As he grew older his tendency towards pedantry became more pronounced. He demanded order — from his employees at work and from his wife and daughter at home. Order in his terms meant punctuality and strict observance of all his instructions. He could not abide carelessly sketched plans, or to find a towel hung up sloppily in the bathroom in the morning — even a speck of cigarette ash on the table would spoil his mood for the remainder of the day.
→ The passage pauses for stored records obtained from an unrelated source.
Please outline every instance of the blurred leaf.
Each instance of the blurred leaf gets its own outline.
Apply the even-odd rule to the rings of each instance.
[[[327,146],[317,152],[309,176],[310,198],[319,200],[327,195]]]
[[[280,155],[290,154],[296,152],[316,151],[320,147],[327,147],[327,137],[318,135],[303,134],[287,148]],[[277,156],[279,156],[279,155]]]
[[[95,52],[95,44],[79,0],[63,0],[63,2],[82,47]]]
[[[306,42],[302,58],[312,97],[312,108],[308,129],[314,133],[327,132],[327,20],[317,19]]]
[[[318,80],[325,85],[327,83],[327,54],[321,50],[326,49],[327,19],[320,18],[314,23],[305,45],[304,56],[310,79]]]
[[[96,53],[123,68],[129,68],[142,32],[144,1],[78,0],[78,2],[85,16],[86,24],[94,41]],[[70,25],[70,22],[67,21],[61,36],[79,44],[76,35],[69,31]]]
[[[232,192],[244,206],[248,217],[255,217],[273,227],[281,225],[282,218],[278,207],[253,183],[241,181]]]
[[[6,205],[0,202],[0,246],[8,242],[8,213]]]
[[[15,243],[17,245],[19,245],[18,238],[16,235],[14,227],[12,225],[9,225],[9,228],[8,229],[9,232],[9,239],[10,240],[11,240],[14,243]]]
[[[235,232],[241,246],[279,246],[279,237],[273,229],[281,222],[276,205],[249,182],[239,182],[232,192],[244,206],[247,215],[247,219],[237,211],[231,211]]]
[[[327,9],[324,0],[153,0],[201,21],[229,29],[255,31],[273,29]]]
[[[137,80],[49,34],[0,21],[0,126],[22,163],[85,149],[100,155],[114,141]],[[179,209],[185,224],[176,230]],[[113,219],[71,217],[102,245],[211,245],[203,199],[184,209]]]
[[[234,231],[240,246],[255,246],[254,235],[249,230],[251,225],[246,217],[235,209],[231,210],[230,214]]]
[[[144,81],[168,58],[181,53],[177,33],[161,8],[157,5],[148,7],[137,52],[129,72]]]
The sorts of things that ran counter to his idea of order were unplanned events, daydreaming, unexpected guests, dawdling and actions with unconsidered or even dangerous consequences.

Preserving this order enabled him to become an excellent organizer.

He could be relied on totally and because of this quality the directors of the design firms where he worked overlooked the fact that from time to time he would act with too much independence, and that he would always refuse jobs that he felt were beneath him.

Unlike many of his colleagues, who soon realized that nothing was required of an architect other than to build cheaply and not be inspired by anything that might come from the decadent West, he did not sit back but got hold of foreign journals and although he could not put any of the things he read into practice, at least he retained an awareness of what was being built around the world. As soon as the political thaw set in in the sixties, he managed to push through a number of interesting designs for exhibition pavilions.